元F1ドライバーのマルク・スレールは、ハースがミック・シューマッハーを2シーズンで放出したことは間違いだったと考えている。
シューマッハーは2021年のバーレーンGPでハースからF1デビューを飾ったが、23歳の彼は2022年末で解雇され、より経験豊富なニコ・ヒュルケンベルグが後任となった。だが、1980年代初頭にエンサイン、ATS、セオドール、アロウズ、ブラバムから88戦に出走し、その後は『Sky Sports Germany』のテレビ解説者になったスレールは、これは誤った決断だと感じていた。
ラルフ・シューマッハー、甥ミックのメルセデスF1加入を喜ぶ「このような状況下では最適な解決策だった」
「ミックは、F1で実質2年間の見習い期間を終えたところで、追い出されてしまった」と今週スレールは『formel1.de』に語った。
「これから飛躍の時が来るかもしれなかった……」
またスレールはヒュルケンベルグの起用について、2023年の早いうちにチームが結果とポイントを得るために、短期的にはよりよい選択だと認めた。
「これは諸刃の剣だ。

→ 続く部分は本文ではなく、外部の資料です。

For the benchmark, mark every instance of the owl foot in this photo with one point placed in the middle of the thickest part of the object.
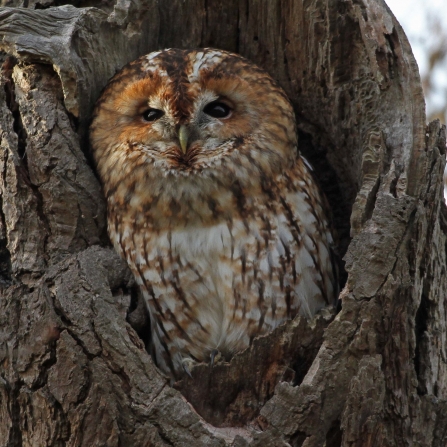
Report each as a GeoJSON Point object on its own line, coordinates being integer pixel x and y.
{"type": "Point", "coordinates": [215, 357]}
{"type": "Point", "coordinates": [188, 364]}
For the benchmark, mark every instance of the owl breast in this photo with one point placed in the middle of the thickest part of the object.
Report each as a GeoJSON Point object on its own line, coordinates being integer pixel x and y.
{"type": "Point", "coordinates": [210, 203]}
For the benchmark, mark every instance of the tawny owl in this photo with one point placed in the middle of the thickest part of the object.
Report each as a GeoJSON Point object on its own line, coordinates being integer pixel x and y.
{"type": "Point", "coordinates": [210, 202]}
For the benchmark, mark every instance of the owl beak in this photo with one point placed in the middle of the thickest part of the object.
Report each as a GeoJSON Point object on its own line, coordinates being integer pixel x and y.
{"type": "Point", "coordinates": [183, 137]}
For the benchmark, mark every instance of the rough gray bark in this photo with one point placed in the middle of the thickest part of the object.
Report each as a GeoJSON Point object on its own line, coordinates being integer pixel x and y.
{"type": "Point", "coordinates": [72, 370]}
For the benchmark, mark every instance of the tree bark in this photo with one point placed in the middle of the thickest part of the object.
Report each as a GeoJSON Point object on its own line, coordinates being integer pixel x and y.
{"type": "Point", "coordinates": [74, 372]}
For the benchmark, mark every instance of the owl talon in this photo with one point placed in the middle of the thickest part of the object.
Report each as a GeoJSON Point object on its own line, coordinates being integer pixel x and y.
{"type": "Point", "coordinates": [215, 355]}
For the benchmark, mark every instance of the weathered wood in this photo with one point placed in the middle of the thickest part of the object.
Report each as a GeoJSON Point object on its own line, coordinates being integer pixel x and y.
{"type": "Point", "coordinates": [74, 372]}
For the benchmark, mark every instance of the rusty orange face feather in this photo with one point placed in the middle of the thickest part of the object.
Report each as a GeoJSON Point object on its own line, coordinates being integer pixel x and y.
{"type": "Point", "coordinates": [210, 202]}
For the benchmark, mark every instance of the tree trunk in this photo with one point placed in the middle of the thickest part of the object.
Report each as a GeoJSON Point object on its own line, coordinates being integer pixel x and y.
{"type": "Point", "coordinates": [74, 372]}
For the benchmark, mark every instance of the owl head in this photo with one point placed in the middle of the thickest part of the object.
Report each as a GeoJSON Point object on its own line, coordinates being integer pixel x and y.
{"type": "Point", "coordinates": [203, 116]}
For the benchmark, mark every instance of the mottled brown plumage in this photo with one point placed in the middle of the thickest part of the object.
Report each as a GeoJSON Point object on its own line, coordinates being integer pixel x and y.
{"type": "Point", "coordinates": [210, 202]}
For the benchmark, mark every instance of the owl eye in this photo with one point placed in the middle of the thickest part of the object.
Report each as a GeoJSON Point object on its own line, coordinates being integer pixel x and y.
{"type": "Point", "coordinates": [152, 114]}
{"type": "Point", "coordinates": [217, 109]}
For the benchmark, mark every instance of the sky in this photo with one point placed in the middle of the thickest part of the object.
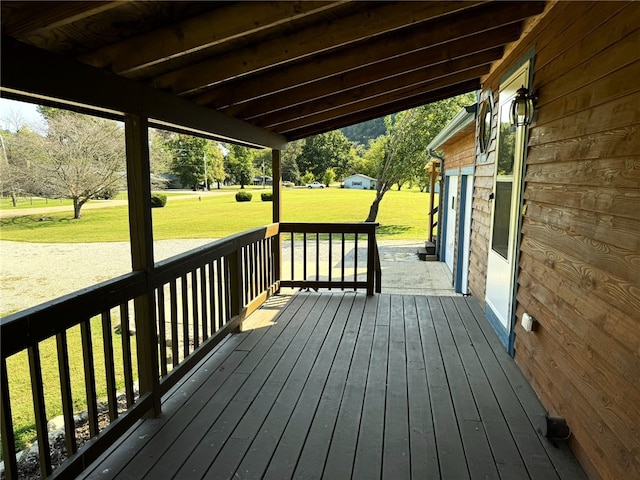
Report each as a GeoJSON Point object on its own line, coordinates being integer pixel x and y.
{"type": "Point", "coordinates": [26, 112]}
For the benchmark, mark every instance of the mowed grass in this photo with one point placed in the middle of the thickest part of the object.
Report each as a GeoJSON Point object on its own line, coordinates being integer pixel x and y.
{"type": "Point", "coordinates": [402, 215]}
{"type": "Point", "coordinates": [20, 384]}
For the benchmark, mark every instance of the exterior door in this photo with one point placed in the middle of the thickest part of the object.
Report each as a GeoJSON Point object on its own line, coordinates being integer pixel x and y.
{"type": "Point", "coordinates": [464, 243]}
{"type": "Point", "coordinates": [450, 235]}
{"type": "Point", "coordinates": [505, 208]}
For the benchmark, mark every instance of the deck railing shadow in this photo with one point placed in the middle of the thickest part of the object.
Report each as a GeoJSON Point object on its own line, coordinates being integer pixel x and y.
{"type": "Point", "coordinates": [167, 319]}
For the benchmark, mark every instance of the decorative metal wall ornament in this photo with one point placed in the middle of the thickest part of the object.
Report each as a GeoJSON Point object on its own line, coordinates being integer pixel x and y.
{"type": "Point", "coordinates": [485, 119]}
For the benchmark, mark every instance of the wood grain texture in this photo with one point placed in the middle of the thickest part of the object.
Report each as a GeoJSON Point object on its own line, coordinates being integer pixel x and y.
{"type": "Point", "coordinates": [579, 267]}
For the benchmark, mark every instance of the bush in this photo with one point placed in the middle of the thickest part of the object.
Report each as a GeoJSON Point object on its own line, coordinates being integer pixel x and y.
{"type": "Point", "coordinates": [243, 196]}
{"type": "Point", "coordinates": [158, 200]}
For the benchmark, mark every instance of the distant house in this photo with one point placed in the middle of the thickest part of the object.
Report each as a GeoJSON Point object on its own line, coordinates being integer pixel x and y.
{"type": "Point", "coordinates": [360, 181]}
{"type": "Point", "coordinates": [260, 180]}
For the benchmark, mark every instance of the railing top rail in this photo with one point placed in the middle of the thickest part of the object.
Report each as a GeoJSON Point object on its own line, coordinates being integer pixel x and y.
{"type": "Point", "coordinates": [308, 227]}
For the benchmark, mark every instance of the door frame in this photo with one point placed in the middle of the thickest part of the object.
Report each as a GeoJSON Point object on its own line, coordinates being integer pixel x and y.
{"type": "Point", "coordinates": [463, 257]}
{"type": "Point", "coordinates": [506, 334]}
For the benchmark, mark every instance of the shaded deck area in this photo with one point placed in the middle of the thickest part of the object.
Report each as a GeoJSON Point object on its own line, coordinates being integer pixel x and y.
{"type": "Point", "coordinates": [347, 386]}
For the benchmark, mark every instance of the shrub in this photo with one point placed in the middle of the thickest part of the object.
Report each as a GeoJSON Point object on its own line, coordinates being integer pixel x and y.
{"type": "Point", "coordinates": [158, 200]}
{"type": "Point", "coordinates": [243, 196]}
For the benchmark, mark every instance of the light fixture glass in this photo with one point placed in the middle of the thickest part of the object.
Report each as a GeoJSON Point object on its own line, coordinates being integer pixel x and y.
{"type": "Point", "coordinates": [522, 108]}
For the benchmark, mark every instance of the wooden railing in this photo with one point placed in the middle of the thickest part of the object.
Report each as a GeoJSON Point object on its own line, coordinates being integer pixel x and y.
{"type": "Point", "coordinates": [196, 299]}
{"type": "Point", "coordinates": [330, 255]}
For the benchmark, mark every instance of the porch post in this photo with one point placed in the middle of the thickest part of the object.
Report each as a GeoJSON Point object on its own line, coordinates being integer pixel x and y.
{"type": "Point", "coordinates": [276, 174]}
{"type": "Point", "coordinates": [142, 260]}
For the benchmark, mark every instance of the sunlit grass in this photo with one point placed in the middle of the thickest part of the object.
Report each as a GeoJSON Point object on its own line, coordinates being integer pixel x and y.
{"type": "Point", "coordinates": [402, 215]}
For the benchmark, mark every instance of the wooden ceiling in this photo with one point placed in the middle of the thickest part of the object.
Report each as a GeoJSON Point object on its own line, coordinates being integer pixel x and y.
{"type": "Point", "coordinates": [291, 68]}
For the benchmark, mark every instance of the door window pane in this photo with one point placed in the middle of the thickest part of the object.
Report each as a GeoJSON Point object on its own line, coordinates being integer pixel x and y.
{"type": "Point", "coordinates": [506, 142]}
{"type": "Point", "coordinates": [502, 218]}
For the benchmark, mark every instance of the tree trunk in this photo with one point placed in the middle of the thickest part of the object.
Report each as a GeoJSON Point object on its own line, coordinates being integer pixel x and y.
{"type": "Point", "coordinates": [77, 205]}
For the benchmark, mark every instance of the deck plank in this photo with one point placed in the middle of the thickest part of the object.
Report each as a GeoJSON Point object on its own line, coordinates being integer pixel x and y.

短期的に、1年間ハングリーで経験豊富なドライバーを使うのはよりよい選択肢だと思う」
「しかしミックは、長期的にはもっと良い選択肢だったのは確かだ。我々はまだ彼の最高の部分を目にしていないと思う。彼は優れたレーシングドライバーだ。優れたレーサーは世界チャンピオンにもなれる。彼が才能を持っていることは正確に見てとれる」
「F2やF3で見てきたように、彼は優れたマシンを与えられてそれが機能すれば、実力を発揮できる。彼は素晴らしい才能の持ち主だ。スピードの面では、たいていはすぐに速さを発揮する……。彼は繊細なドライバーではないが、オーバーステアであろうがアンダーステアであろうが、常に速く走行できる」
「この観点から見ると……今の状況は少々混乱している」
2020年末、ハースはマグヌッセンとロマン・グロージャンを放出し、シューマッハーとニキータ・マゼピンのルーキーふたりによるラインアップを選択した。2022年の新テクニカルレギュレーション導入前に、ハースはシャシーの開発作業をほとんど行わなかったが、“持ちこたえなければならない”2021年を前に、このラインアップは資金を節約するひとつの方法だった。
しかしハースは2022年初頭に起きたロシアによるウクライナ侵攻後にマゼピンを解雇して、タイトルスポンサーのウラルカリ社との契約を打ち切り、マグヌッセンを呼び戻した。
そして今では、シューマッハーも去った。彼は何度か大きな事故を起こしており、チームには修理費用の大きな負担がかかったからだ。
ハースは、2023年に経験豊富なドライバーを選択した。ケビン・マグヌッセンをヒュルケンベルグと組ませるのだ。これはチーム代表のギュンター・シュタイナーによる方針転換であることは間違いない。ヒュルケンベルグはベテランF1ドライバーであり、ウイリアムズ、フォースインディア、ザウバー、ルノーから181回のグランプリに出走した。最近では体調不良のセバスチャン・ベッテルの代役を務め、アストンマーティンから2戦に出場した。
しかしながらヒュルケンベルグはキャリアのなかで表彰台に登壇したことがない。35歳の彼は今年のグリッドではフェルナンド・アロンソとルイス・ハミルトンに次いで3番目に年長のドライバーであり、F1での長期的な将来には疑問がある。
シューマッハーは2023年のグリッドに並ぶことはないが、メルセデスとのリザーブドライバー契約を締結したため、そのうち戦いの場に復帰するチャンスもあることだろう。